Other Important Information
If you already receive benefits from Social Security
If you already get benefits from Social Security or the Railroad Retirement Board, you are automatically entitled to Medicare Part A (Hospital Insurance) and Part B (Medical Insurance) starting the first day of the month you turn age 65. You will not need to do anything to enroll. Your Medicare card will be mailed to you about three months before your 65th birthday. For example, if your 65th birthday is Feb. 20, 2004, your Medicare effective date would be Feb. 1, 2004. (Note: If your birthday is on the first day of any month, Medicare Part A and Part B will be effective the first day of the prior month. For example, if your 65th birthday is Feb. 1, 2004, your Medicare effective date would be Jan. 1, 2004.)
If you are not getting Social Security benefits
If you are not getting Social Security benefits, you can apply for retirement benefits and Medicare online. If you would like to file for Medicare only, you can apply by calling 800-772-1213
If you are under 65 and disabled
If you are under age 65 and disabled, and have been entitled to disability benefits under Social Security or the Railroad Retirement Board for 24 months, you will be automatically entitled to Medicare Part A and Part B beginning the 25th month of disability benefit entitlement.

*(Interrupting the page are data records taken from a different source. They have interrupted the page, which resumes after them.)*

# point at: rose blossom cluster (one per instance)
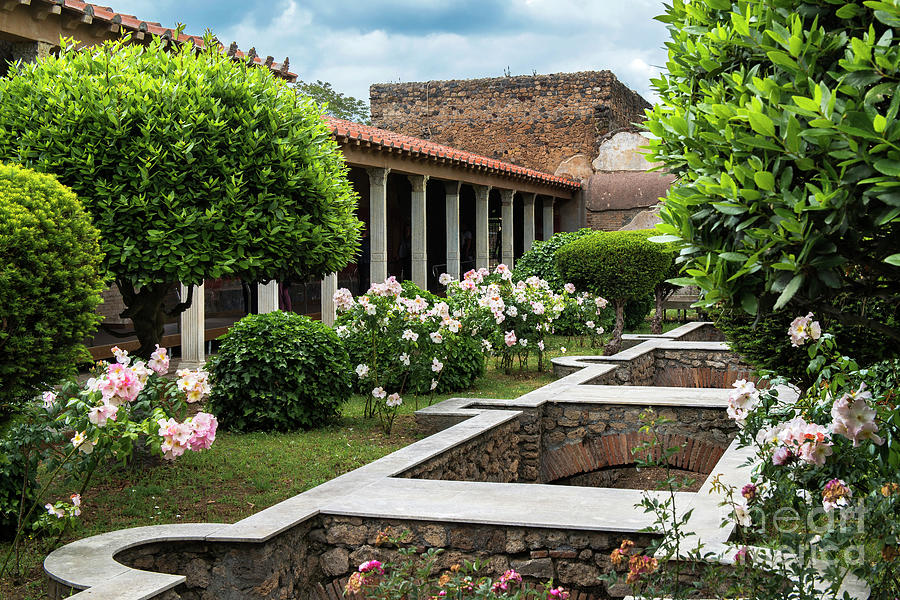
(195, 433)
(854, 418)
(836, 494)
(742, 399)
(506, 580)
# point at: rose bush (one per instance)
(831, 457)
(125, 405)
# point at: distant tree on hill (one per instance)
(335, 103)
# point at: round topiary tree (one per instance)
(780, 121)
(540, 260)
(50, 284)
(278, 371)
(193, 165)
(619, 265)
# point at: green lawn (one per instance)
(244, 473)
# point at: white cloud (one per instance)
(549, 36)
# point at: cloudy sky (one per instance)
(354, 43)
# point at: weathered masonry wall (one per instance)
(305, 559)
(536, 121)
(493, 456)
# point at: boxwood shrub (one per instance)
(278, 371)
(618, 265)
(50, 284)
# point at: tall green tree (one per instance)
(780, 119)
(192, 165)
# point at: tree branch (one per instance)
(854, 319)
(182, 306)
(115, 332)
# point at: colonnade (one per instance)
(192, 320)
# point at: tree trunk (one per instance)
(145, 309)
(616, 341)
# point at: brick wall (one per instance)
(535, 121)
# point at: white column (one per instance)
(267, 297)
(329, 287)
(451, 191)
(528, 221)
(378, 223)
(506, 226)
(482, 253)
(548, 218)
(193, 329)
(419, 225)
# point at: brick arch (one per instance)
(701, 377)
(614, 450)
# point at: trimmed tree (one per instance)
(50, 284)
(618, 265)
(193, 166)
(780, 120)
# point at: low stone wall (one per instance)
(492, 456)
(582, 439)
(698, 368)
(297, 562)
(706, 333)
(574, 559)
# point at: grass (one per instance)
(244, 473)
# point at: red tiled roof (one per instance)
(93, 13)
(382, 139)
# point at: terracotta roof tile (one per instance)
(95, 13)
(346, 131)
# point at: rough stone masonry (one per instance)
(535, 121)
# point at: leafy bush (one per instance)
(18, 469)
(278, 371)
(540, 261)
(636, 311)
(780, 121)
(192, 165)
(620, 265)
(761, 341)
(50, 283)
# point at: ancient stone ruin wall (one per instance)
(698, 368)
(535, 121)
(492, 456)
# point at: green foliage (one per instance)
(618, 265)
(764, 342)
(540, 261)
(334, 103)
(278, 371)
(192, 165)
(636, 311)
(50, 283)
(780, 121)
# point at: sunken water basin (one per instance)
(480, 486)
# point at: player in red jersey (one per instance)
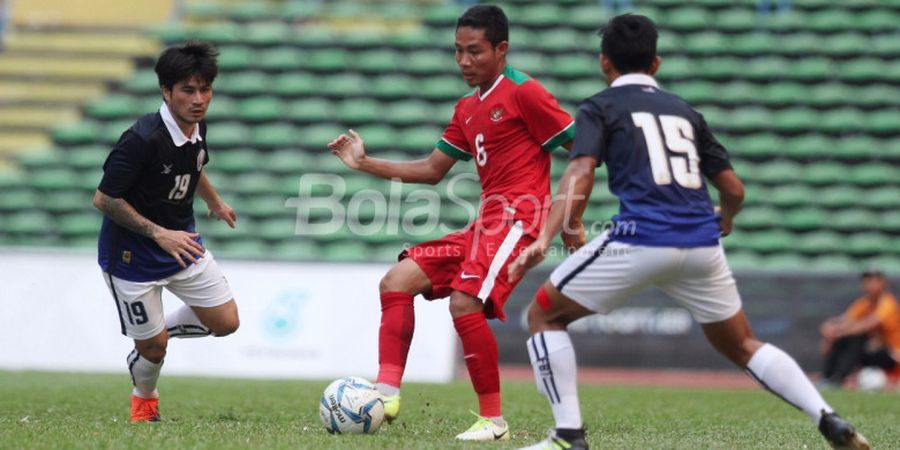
(508, 125)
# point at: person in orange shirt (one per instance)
(867, 334)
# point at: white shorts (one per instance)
(602, 275)
(140, 303)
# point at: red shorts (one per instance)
(474, 261)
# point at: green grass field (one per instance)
(52, 410)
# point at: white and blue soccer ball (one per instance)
(351, 405)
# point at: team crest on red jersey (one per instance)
(497, 114)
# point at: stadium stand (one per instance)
(807, 101)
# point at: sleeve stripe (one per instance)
(452, 150)
(564, 135)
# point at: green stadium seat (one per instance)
(143, 82)
(345, 252)
(229, 134)
(573, 66)
(32, 223)
(64, 201)
(80, 224)
(252, 11)
(295, 84)
(804, 218)
(420, 139)
(857, 147)
(873, 174)
(563, 39)
(790, 195)
(842, 119)
(309, 110)
(543, 15)
(243, 249)
(838, 196)
(236, 57)
(345, 85)
(19, 200)
(266, 33)
(889, 222)
(812, 68)
(278, 229)
(243, 83)
(393, 87)
(261, 109)
(587, 17)
(853, 220)
(758, 217)
(884, 198)
(280, 58)
(236, 161)
(758, 145)
(356, 111)
(881, 121)
(706, 43)
(749, 118)
(273, 135)
(786, 93)
(795, 119)
(845, 44)
(113, 107)
(428, 61)
(408, 112)
(834, 263)
(784, 262)
(84, 132)
(824, 173)
(318, 136)
(377, 61)
(379, 137)
(870, 243)
(736, 19)
(771, 241)
(442, 88)
(862, 69)
(688, 18)
(296, 249)
(821, 243)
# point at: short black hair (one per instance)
(489, 18)
(629, 41)
(183, 62)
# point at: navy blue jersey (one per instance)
(157, 178)
(657, 150)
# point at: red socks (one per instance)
(480, 350)
(398, 321)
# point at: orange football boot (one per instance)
(144, 409)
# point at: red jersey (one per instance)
(510, 130)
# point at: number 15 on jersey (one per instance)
(679, 138)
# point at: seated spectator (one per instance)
(867, 334)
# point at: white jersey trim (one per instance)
(503, 253)
(494, 86)
(558, 133)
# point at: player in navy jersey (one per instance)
(148, 240)
(659, 152)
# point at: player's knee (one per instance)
(464, 305)
(227, 326)
(154, 352)
(537, 318)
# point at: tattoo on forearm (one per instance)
(120, 212)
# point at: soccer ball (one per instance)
(871, 379)
(351, 405)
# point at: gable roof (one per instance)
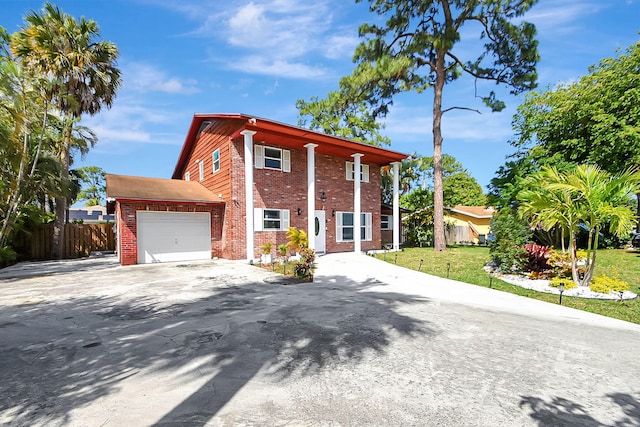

You will not need to do anything to enroll in Medicare. Your Medicare card will be mailed to you about three months before your Medicare entitlement date.
Note: If you are under age 65 and have Lou Gehrig's disease (ALS), you get your Medicare benefits the first month you get disability benefits from Social Security or the Railroad Retirement Board.
For more information about enrollment, call the Social Security Administration at 800-772-1213, 877-279-9504 for the Springfield office or visit their website at SocialSecurity.gov.
Should I sign up for Medicare Part A and B if I am still working?
Even if you keep working after you turn 65, you should sign up for Medicare Part A.
If you have health coverage through your employer or union, Part A may still help pay some of the costs not covered by your group health plan. Call the Social Security Administration at 800-772-1213, 877-279-9504 for the Springfield office to sign up.
However, you may want to wait to sign up for Medicare Part B if you or your spouse are working and have group health coverage through you or your spouse's employer or union. (See note below if you work for a small company.) You would have to pay the monthly Medicare Part B premium, and the Medicare Part B benefits may be of limited value to you as long as the group health plan is the primary payer of your medical bills.
Note: If you are age 65 or older and working for a small company (fewer than 20 employees), you should talk to your employee health benefits administrator before making any decision not to take Medicare Part B. If your employer has fewer than 20 employees, Medicare is the primary payer and your group health insurance would be the secondary payer.
Advance Beneficiary Notice
An Advanced Beneficiary Notice (ABN) is a form designed by Medicare that is presented to you before receiving certain services. It is intended to notify you that:
- Medicare may deny the procedure or service.
- You will be responsible for the full payment if Medicare denies payment.
You have the option to receive or refuse the services.
If you sign the ABN and choose to have the services, you will be responsible for the charges. An estimate of the cost of the service will be printed on the ABN.
- If you chose to have the services but refuse to sign the ABN, two witnesses will sign the ABN form and you will most likely be held responsible for those charges.
- If you chose to not sign and refuse services, you should notify your physician of your decision.